Observing lessons has always been a staple part of any senior leadership role. However, like most aspects of education, the culture of lesson observations has changed significantly in recent years, and ever since Ofsted gave us the green light to stop making judgements on individual lessons, many school leaders have embraced a more developmental approach to observing classroom practice.
I actually haven’t graded lesson observations for the past two academic years, but stumbled across this way of working more by chance than by good judgement. It was not a strategic decision, rather the idea came to me as I was about to provide some feedback to an NQT at the start of term.
I had a large number of NQTs and trainee teachers at my previous school a couple of years ago and as you would expect I spent a lot of time in classrooms with them, observing their teaching and giving them plenty of advice and guidance.
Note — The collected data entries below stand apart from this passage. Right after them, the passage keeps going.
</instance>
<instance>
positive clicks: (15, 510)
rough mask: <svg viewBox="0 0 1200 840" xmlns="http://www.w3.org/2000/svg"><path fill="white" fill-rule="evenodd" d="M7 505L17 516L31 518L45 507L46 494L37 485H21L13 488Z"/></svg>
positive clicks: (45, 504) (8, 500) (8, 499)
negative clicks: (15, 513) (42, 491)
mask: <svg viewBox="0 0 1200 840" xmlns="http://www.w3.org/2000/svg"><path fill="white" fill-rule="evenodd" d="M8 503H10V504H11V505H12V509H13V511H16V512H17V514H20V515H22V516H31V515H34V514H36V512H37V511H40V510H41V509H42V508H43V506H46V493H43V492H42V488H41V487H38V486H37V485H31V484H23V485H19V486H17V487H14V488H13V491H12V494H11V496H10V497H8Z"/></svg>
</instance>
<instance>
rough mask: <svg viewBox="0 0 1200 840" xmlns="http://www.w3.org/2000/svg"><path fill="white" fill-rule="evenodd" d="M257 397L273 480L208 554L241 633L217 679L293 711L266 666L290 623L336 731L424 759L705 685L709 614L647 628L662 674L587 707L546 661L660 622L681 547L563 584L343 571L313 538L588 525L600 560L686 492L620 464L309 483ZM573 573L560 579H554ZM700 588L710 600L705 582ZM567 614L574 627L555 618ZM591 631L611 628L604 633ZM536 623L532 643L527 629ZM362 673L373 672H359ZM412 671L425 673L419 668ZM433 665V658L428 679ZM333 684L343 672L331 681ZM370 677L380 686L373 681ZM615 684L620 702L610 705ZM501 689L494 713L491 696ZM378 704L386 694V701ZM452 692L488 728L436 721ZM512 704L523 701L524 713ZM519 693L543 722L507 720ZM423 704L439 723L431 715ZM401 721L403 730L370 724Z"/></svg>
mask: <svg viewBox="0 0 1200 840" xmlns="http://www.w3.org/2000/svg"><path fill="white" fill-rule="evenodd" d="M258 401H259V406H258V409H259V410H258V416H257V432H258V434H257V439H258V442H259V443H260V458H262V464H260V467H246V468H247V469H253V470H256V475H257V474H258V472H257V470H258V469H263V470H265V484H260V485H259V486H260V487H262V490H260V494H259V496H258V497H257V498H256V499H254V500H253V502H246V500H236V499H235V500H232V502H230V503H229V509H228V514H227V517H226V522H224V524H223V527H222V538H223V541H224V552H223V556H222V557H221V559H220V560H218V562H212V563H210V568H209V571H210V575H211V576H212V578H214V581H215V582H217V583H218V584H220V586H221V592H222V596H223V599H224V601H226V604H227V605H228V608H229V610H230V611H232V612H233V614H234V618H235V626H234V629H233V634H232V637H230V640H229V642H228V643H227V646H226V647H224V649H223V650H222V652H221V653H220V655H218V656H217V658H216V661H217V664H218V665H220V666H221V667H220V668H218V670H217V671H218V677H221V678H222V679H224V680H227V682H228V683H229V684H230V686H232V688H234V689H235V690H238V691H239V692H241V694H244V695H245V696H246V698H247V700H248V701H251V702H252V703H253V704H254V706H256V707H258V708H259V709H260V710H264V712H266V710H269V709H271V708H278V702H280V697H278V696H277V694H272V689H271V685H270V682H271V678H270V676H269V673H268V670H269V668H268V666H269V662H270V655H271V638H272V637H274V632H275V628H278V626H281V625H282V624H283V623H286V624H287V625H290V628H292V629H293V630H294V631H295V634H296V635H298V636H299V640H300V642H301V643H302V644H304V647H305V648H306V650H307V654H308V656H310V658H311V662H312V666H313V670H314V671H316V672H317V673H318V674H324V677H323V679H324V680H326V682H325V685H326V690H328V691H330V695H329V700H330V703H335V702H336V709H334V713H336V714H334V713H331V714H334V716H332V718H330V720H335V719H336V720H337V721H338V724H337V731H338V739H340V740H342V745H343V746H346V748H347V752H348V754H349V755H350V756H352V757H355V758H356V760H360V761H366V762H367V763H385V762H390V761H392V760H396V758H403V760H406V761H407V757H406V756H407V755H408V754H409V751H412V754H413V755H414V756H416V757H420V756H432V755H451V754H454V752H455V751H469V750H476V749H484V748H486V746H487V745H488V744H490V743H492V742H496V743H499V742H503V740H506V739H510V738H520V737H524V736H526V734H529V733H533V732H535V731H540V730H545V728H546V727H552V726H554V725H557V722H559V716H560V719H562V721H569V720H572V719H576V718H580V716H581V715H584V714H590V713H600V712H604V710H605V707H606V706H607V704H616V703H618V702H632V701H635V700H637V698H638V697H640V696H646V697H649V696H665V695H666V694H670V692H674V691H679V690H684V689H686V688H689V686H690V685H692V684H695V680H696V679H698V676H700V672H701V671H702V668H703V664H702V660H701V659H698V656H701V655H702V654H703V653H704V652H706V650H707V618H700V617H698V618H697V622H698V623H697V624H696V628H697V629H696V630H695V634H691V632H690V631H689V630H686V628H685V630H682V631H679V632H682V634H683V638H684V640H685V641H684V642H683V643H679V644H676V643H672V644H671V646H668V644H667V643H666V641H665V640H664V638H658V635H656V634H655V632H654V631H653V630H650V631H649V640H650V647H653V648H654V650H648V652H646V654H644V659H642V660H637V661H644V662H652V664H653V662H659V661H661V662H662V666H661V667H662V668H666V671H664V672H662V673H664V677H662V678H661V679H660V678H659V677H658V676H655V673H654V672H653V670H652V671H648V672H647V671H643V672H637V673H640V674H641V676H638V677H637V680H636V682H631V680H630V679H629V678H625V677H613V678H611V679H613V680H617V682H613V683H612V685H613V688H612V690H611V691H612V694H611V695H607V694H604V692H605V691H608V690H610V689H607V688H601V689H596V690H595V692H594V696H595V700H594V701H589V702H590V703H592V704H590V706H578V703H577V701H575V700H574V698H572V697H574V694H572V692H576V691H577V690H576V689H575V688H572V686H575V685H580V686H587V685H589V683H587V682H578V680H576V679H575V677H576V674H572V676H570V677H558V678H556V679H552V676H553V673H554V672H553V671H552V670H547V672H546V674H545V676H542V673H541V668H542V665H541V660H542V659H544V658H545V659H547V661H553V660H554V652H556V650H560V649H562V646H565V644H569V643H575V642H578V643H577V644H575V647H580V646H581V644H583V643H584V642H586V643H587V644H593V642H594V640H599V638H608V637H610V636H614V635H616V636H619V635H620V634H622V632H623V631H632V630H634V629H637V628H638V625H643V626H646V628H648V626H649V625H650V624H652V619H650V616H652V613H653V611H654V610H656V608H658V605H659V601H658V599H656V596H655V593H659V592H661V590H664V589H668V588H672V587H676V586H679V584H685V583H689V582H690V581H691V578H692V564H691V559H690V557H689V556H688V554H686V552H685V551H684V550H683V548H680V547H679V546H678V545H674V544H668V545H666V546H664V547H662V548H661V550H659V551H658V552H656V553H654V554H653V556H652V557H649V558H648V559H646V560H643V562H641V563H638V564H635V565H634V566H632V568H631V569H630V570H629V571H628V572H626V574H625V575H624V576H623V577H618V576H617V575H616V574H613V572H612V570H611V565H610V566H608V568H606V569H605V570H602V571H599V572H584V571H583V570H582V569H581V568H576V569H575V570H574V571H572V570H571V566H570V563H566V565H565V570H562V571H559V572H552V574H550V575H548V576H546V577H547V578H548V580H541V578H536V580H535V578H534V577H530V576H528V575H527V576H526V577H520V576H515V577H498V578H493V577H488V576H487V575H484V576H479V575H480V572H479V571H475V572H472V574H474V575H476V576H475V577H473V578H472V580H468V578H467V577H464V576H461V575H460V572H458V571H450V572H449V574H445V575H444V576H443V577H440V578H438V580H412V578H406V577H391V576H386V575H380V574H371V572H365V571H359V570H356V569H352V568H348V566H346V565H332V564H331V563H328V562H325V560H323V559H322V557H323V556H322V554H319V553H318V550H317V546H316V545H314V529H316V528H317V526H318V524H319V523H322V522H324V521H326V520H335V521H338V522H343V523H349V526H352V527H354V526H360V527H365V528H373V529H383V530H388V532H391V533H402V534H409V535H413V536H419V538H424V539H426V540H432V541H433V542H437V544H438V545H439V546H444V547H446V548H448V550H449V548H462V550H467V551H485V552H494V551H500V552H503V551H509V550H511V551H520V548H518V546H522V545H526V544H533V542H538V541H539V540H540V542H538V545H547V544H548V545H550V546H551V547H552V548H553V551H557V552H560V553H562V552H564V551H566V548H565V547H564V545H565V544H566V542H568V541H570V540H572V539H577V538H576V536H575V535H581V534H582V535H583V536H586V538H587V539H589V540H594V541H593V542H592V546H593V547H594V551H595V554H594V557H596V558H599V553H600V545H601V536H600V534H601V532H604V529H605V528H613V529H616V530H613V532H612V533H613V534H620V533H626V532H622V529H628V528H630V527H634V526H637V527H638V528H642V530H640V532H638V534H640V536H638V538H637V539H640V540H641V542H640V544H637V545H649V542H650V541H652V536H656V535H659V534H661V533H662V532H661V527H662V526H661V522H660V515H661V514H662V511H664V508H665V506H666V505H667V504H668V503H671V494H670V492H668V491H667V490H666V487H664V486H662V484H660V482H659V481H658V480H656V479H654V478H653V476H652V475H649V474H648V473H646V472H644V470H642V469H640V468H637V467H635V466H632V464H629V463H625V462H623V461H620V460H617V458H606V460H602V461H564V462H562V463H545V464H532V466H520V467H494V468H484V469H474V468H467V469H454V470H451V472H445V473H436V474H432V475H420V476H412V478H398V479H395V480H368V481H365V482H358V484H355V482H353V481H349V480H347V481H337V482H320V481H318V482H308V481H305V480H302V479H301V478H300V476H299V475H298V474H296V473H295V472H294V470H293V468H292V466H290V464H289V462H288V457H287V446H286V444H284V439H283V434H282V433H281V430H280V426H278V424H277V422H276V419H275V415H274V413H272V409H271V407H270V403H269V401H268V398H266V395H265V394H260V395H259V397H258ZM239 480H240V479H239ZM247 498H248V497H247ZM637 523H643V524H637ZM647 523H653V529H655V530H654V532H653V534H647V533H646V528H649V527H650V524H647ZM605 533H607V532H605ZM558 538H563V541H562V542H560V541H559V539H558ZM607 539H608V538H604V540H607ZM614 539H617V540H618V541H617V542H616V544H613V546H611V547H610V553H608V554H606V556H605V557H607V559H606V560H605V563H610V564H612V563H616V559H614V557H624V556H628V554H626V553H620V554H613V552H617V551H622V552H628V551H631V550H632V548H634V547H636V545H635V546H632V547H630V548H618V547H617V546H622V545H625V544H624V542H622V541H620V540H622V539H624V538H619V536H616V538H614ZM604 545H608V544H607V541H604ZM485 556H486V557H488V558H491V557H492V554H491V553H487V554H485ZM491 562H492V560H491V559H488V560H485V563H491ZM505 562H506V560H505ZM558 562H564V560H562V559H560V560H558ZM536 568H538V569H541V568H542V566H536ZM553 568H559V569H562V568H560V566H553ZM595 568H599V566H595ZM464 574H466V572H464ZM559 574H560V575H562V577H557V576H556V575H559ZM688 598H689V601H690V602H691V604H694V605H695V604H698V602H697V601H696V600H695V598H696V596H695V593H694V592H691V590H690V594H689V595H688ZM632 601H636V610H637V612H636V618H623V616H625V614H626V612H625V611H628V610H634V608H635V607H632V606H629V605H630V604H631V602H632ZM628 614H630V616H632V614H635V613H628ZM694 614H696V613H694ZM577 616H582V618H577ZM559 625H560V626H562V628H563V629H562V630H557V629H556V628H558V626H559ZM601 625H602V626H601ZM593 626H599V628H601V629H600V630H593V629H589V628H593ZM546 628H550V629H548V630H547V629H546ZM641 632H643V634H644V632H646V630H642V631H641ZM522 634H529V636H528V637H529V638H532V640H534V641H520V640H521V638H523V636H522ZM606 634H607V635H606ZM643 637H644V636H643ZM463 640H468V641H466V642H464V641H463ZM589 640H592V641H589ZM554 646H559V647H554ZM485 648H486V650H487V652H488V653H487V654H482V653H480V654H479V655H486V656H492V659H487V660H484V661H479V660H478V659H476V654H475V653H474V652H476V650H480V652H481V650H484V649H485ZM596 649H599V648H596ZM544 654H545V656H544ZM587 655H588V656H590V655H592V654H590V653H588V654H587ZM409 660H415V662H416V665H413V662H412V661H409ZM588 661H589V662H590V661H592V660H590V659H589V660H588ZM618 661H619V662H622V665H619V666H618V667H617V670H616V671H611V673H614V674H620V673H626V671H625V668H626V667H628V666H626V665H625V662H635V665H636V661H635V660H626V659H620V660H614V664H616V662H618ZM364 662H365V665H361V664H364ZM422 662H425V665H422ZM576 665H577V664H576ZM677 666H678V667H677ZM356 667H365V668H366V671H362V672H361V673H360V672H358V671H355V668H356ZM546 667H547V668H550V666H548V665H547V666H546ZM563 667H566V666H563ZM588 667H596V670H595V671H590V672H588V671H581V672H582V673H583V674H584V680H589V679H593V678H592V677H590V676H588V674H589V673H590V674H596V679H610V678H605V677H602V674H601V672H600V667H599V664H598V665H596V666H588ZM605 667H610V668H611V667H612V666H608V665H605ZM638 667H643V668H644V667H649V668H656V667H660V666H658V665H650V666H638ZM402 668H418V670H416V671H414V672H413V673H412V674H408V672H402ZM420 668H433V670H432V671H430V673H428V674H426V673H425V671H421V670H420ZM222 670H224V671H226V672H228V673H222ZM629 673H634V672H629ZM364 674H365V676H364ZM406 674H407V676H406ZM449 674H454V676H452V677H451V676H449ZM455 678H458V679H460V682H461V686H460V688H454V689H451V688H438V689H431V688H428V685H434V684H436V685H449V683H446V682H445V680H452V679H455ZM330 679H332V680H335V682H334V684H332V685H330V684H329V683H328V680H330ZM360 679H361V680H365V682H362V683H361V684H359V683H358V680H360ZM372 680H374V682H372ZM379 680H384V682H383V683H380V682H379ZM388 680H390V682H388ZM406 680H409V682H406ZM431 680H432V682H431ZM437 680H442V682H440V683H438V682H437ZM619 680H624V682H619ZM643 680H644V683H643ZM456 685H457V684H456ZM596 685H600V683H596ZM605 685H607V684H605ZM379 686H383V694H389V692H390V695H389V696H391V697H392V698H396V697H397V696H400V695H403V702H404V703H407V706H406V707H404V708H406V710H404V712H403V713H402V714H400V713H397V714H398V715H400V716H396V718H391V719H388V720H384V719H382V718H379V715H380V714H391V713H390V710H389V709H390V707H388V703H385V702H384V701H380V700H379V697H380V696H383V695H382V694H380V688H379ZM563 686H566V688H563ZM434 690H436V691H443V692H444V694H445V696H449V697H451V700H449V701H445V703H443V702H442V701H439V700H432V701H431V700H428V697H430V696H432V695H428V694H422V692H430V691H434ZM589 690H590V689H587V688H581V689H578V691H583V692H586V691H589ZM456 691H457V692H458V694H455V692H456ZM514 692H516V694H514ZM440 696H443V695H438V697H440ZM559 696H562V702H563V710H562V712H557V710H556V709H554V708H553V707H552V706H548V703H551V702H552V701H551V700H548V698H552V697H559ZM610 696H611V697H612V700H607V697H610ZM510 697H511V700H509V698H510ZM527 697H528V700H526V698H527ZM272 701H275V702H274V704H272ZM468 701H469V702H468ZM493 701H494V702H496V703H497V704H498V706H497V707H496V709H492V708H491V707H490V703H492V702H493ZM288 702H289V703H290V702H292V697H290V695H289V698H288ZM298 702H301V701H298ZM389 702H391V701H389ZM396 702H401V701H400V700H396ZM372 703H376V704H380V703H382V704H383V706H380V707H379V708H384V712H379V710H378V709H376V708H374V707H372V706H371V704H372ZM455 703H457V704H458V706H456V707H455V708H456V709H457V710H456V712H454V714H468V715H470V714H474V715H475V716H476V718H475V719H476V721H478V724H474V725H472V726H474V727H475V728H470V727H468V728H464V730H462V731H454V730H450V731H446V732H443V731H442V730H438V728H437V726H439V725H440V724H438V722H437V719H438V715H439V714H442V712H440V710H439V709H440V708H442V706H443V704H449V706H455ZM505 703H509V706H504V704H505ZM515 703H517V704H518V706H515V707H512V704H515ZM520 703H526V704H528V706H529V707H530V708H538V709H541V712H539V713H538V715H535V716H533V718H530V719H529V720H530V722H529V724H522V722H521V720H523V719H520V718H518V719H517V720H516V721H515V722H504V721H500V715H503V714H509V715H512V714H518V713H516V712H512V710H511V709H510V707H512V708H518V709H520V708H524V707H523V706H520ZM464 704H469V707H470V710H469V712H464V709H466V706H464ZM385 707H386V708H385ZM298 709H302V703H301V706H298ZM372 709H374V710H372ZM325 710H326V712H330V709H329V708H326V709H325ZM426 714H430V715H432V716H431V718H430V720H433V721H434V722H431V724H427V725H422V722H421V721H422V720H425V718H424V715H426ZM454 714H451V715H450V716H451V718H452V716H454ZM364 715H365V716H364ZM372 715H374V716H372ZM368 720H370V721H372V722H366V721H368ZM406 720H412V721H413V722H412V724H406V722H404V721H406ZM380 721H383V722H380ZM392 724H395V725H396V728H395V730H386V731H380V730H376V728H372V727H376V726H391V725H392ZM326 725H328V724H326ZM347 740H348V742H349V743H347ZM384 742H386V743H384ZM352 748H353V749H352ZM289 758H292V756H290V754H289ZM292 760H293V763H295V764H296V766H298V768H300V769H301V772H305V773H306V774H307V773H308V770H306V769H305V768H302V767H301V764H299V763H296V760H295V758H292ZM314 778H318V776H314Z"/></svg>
However, it just didn’t feel right attaching grades to the lessons I observed. These were young, inexperienced and incredibly enthusiastic teachers, embarking on a career during arguably the toughest ever times in education, and for me to tell them that after four weeks of teaching in their NQT year that they “require improvement” did not sit well.
I could see that they were working very hard, planning their lessons thoroughly and marking their books, and it was very clear that they were establishing excellent relationships with their classes. But even when I saw a genuinely fantastic lesson I still didn’t feel that it would benefit the individual if I was to award a grade.
Instead, I agreed with the group that I would only perform developmental observations where I noted down factual observations of what was taking place in the classroom, what I was impressed with, and where I noticed areas that could be developed. This visibly took the pressure off the NQTs and allowed them to use the times when they were observed as a genuine opportunity to engage in a process that improved their classroom practice, rather than being told by someone like me how good (or not) it was. After a few months, word got out to the rest of the staff, who said that they wanted to be involved in these types of observations and a strategy started to evolve from there.
Now as a new headteacher at a different school I expected to face many challenges. However, what I didn’t expect was that some teachers would not like the idea of these developmental observations where an Ofsted grade isn’t awarded.
I proudly stood up in front of the staff, both on my interview day and on the first training day this year, and explained my philosophy on developmental lesson observations and outlined how teachers at my previous school had benefited from the development of a non-judgemental culture where everyone felt comfortable teaching with their door open.
As I said it I noticed many nods and smiles and I thought that this approach would be universally embraced. However, I was genuinely surprised that a handful of teachers had gone to their union reps to express concerns that there may be some Machiavellian scheme where judgements would be made but teachers not informed. Others actually felt offended that they wouldn’t be awarded with a grade.
It has taken me a few weeks, lots of individual meetings and a great deal of information-sharing to convince the more cynical that I am absolutely genuine in my pursuit of developing excellent teaching through a collegiate, supportive and development culture.
On reflection, it has shown me that whatever aspect of school improvement you want to introduce for the first time, you will never please everyone, and it is really important to be completely transparent with the rationale that underpins the strategy.
• SecEd’s headteacher diarist is in his first year of headship at a comprehensive school in the Midlands.